Montreuil

Gestern hatten wir einen ganz ungeplanten Pausentag, aber der Reihe nach…

Morgens sind wir im Garten eines Hotels erwacht, d.h. am Rand des Gartens. Unser Frühstück gab es dann in dem Hotelgarten. Der Garten war auf der anderen Flussseite des Hotels und ein Wanderweg führte durch ihn. Es war ein kleiner Gemüsegarten mit Hochbeeten und kunstvollen Lampen, die wie Glockenblumen aussahen. Zwei Leute arbeiteten gerade im Garten. Thomas hat sich etwas mit ihnen unterhalten und ich bin auf der Suche nach Blütenfotos durch den Garten getiegert.

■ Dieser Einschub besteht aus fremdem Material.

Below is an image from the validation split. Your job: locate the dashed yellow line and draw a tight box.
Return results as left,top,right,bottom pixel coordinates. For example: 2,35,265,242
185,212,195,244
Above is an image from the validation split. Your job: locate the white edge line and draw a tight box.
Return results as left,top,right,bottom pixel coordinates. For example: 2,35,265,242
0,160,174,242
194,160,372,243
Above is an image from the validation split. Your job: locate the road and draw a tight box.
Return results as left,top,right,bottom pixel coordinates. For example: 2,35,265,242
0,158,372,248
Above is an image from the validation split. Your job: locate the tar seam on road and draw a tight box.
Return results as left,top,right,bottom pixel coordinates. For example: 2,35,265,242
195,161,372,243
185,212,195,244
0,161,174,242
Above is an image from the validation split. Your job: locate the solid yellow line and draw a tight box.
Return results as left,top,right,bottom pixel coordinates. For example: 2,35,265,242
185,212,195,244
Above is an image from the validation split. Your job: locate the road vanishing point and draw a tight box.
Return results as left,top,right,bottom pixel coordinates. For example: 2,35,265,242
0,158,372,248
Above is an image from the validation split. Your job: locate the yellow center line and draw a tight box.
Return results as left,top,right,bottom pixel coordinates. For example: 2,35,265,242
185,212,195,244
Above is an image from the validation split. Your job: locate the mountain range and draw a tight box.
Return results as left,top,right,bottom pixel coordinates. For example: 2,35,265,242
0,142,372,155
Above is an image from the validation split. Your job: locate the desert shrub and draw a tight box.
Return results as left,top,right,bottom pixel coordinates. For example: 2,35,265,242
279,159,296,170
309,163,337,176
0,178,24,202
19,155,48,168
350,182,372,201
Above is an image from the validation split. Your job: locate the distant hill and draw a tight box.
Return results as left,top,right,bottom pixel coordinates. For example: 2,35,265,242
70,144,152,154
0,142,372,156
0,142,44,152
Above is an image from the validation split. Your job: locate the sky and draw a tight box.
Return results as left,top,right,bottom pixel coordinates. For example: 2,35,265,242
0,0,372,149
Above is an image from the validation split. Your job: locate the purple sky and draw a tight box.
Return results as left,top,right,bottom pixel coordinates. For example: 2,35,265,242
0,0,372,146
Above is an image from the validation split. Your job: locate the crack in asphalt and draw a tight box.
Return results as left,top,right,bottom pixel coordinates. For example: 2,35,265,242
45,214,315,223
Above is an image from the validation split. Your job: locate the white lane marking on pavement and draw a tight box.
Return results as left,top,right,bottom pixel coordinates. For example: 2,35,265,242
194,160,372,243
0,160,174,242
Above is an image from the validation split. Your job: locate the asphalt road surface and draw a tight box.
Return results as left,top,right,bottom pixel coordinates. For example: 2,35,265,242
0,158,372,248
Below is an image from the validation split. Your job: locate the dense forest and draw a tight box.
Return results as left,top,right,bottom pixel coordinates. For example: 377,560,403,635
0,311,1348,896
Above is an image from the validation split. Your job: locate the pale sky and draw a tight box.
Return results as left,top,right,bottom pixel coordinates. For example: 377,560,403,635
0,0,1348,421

Wir wollten danach in der Stadt noch einkaufen und nach unseren nächsten Wegen gucken. Wir haben uns dafür entschlossen den GR 120 zu verlassen und etwas mehr durch das Landesinnere zu gehen. Hier sind weniger Touristen und es ist leichter einen Schlafplatz zu finden. Wir wollen über St. Omer nach Dünkirchen und dann nach Belgien weiter.

In der Stadt war ich dann wegen neuer Seife in einem „Kräuterladen“. Der Kräuterladen hat sich nachher als Teil dr Apotheke herausgestellt. Der Mann war etwas verwirrt, dass ich Haarseife haben wollte und dann auch noch ohne Plastikverpackung. Naja, ich war etwas länger als gedacht im Laden. Als ich raus kam, unterhielt sich Thomas gerade mit einer Frau. Ich musste auch nochmal in die Apotheke, also bin ich nur kurz zu den beiden hin. In der Apotheke habe ich den selben Mann glaub ich etwas zum verzweifeln gebracht. Ich wollte Magnesium als Citrat und er hat mir alle möglichen Magnesiumoxide gezeigt. Da kommt dann doch mein Beruf durch…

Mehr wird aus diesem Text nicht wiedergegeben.